The trial court denied the anti-SLAPP motion. The issue, according to the trial court, was whether the spouses reasonably believed that the plaintiff was contemplating litigation when they told the wife’s friend the reasons for terminating the plaintiff’s employment and allegedly requested the friend’s assistance in resolving their problem with the plaintiff. The trial court concluded that the anti-SLAPP law did not protect the spouses’ allegedly defamatory statements.

Employers’ appeal rejected

The California Court of Appeal for the Second District issued a judgment agreeing with the trial court’s decision. First, the appellate court held that the spouses failed to show that the plaintiff’s defamation claim was based on statements protected by the anti-SLAPP law.

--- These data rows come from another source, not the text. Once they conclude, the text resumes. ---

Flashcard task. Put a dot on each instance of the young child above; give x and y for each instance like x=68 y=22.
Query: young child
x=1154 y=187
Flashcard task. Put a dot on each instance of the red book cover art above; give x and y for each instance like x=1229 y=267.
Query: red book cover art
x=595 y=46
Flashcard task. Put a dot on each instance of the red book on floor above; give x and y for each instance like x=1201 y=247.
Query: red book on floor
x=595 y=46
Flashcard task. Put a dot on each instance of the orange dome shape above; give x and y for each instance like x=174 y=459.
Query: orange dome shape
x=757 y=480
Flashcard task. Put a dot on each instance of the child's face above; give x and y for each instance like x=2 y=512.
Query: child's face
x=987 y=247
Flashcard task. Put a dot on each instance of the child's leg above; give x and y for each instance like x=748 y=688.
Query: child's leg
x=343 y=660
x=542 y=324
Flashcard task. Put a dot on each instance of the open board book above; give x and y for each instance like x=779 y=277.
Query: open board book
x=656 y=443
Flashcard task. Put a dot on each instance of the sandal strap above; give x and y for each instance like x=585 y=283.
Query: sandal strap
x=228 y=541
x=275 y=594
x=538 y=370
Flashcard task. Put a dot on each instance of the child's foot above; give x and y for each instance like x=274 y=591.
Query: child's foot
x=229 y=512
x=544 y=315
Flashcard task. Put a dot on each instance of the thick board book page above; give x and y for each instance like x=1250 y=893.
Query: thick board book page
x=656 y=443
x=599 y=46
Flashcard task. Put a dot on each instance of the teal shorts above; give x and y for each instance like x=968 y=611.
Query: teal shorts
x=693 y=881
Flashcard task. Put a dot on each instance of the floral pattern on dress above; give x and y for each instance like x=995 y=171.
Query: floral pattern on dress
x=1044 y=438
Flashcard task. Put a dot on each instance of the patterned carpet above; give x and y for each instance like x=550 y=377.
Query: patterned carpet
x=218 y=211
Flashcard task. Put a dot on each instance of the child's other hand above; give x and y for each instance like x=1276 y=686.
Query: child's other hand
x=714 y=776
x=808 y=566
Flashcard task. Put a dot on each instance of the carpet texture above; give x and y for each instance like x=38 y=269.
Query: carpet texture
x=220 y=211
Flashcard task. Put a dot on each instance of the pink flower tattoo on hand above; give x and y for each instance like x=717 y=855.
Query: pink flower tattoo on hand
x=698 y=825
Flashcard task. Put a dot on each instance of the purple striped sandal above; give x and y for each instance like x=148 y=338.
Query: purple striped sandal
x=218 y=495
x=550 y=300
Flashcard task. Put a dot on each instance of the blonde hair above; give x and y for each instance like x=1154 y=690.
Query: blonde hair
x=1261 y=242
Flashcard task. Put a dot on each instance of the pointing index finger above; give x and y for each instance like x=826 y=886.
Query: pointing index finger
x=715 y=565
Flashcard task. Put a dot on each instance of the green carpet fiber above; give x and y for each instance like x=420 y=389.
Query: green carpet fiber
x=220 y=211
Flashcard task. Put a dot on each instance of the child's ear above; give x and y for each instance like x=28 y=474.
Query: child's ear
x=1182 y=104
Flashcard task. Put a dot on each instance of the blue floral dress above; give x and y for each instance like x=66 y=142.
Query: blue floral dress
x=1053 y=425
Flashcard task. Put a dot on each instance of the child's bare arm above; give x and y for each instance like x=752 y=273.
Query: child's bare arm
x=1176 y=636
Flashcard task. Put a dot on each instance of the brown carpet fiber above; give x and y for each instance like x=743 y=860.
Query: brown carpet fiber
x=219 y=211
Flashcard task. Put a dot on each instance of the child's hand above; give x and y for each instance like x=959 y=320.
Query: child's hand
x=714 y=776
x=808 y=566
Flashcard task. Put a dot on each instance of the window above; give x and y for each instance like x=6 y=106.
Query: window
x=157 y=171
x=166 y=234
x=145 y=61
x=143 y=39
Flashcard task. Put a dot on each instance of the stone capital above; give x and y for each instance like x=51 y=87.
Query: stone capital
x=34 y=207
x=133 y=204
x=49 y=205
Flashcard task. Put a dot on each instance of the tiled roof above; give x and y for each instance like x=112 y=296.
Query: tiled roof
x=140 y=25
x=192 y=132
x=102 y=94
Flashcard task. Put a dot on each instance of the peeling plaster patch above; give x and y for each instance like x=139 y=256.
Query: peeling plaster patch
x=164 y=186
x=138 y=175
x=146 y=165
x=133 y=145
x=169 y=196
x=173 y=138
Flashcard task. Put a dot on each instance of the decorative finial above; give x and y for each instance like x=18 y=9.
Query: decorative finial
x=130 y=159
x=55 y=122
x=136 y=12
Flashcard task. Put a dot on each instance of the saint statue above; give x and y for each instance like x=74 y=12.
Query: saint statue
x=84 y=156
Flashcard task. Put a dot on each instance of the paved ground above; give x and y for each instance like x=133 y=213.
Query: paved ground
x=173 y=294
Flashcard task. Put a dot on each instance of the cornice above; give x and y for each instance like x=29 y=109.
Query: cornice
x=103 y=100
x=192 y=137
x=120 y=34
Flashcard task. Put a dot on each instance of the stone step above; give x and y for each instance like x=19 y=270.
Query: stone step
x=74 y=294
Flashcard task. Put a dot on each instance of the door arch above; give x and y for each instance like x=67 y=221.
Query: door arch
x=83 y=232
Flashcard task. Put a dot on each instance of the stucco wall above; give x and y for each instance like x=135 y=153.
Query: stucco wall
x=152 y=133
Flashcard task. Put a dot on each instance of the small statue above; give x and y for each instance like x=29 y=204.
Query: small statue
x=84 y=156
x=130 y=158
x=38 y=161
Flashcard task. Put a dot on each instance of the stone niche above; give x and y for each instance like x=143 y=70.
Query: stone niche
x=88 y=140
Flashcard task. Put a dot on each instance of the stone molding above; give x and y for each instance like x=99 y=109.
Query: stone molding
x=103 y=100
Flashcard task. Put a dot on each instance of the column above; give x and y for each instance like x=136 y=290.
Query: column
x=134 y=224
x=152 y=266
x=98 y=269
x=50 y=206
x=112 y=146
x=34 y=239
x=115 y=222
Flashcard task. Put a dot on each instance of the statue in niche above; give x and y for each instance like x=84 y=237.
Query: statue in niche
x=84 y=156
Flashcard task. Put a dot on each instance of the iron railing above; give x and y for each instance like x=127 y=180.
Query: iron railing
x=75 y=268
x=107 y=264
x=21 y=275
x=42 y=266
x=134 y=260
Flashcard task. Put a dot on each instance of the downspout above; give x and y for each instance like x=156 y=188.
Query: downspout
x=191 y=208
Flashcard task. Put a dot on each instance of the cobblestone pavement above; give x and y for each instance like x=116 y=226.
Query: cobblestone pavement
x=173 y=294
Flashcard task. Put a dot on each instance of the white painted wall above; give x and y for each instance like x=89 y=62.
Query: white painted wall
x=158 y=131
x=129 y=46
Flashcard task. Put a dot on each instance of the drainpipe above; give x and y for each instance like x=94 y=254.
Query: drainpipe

The spouses argued that the anti-SLAPP law automatically protected their allegedly defamatory statements because they arose during the husband’s attempt to negotiate a settlement of litigation contemplated by the plaintiff.

The anti-SLAPP law automatically protected an employer’s effort to obtain a pre-litigation release from a just-terminated employee in exchange for severance pay because there was an implication that the ex-employee might sue, the spouses claimed.

The appellate court disagreed. It accepted that the end of many employment relationships involved negotiations over a release in exchange for a severance payment, given that there was often a possibility that the terminated employee would sue.

However, without evidence of potential litigation such as a demand letter, the conflict would only lead to litigation if the negotiations failed, the appellate court said. At that point, future litigation was only theoretical rather than anticipated, the appellate court explained.

In this case, the plaintiff’s defamation claim did not appear to allege pre-litigation activity protected by the anti-SLAPP law, the appellate court concluded.